Arabian Squash Casserole

  • 4 cups cooked squash or pumpkin, mashed or puréed
  • 1 tablespoon olive oil
  • 1 1/2 cups chopped onion
  • 1 teaspoon salt
  • 2 small bell peppers, minced
  • 4 or 5 medium cloves garlic, minced
  • black and cayenne pepper, to taste
  • 1/2 cup firm yogurt
  • 1 cup crumbled feta cheese
  • sunflower seed and/or minced walnuts for the top (optional)
  1. Preheat oven to 375°F.
  2. Place the mashed or puréed squash in a large bowl.
  3. Heat the olive oil in a medium-sized skillet. Add onion, and sauté over medium heat for about 5 minutes. Add salt and bell peppers. Sauté about 5 more minutes or until the ppers begin to soften.

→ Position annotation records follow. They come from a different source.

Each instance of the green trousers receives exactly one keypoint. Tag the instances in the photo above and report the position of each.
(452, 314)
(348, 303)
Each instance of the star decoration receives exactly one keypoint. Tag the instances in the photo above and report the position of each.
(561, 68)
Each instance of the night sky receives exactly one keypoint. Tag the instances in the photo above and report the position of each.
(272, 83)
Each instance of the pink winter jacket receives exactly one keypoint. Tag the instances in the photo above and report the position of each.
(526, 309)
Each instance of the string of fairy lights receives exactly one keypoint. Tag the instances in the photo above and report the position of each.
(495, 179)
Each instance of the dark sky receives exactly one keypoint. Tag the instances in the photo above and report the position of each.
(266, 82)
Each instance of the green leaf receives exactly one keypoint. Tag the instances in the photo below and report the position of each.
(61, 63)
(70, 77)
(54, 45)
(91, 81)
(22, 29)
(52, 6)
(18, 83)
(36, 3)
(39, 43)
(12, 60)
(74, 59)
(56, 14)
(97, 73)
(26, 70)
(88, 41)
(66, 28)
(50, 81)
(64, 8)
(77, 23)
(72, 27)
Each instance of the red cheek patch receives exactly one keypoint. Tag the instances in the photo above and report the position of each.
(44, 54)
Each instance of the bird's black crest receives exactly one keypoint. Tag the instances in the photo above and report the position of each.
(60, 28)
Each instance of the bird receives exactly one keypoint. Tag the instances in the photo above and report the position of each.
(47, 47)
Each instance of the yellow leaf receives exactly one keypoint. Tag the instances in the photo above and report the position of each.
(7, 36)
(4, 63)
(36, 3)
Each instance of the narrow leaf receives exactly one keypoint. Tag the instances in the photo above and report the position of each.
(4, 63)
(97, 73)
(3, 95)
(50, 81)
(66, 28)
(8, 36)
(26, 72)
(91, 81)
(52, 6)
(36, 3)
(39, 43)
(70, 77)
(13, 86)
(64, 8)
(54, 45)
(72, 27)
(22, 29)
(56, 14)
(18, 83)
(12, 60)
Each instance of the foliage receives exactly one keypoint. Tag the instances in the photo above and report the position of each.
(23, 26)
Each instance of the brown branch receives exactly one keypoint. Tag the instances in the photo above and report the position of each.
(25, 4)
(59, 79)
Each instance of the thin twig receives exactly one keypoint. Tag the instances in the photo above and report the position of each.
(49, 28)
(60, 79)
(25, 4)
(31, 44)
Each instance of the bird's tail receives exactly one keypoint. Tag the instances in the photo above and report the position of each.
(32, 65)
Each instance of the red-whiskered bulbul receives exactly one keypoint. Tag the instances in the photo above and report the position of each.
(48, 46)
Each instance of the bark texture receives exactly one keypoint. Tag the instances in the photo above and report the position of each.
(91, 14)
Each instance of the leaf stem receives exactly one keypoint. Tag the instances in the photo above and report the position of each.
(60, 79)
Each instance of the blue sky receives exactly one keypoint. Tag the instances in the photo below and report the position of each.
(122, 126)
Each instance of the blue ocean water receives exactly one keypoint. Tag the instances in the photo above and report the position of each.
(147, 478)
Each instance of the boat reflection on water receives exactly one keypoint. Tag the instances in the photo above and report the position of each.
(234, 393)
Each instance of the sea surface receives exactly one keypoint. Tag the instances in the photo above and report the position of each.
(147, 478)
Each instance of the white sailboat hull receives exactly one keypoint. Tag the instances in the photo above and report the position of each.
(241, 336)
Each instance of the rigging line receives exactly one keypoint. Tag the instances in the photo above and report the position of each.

  4. Add garlic, black and cayenne pepper and sauté a few more minutes.
  5. Add the sauté along with the yogurt and feta to the squash and mix well. Spread into an ungreased 9-inch square baking pan; sprinkle the top lightly with sunflower seeds and/or minced walnuts.
  6. Bake uncovered for 25 to 30 minutes or until bubbly.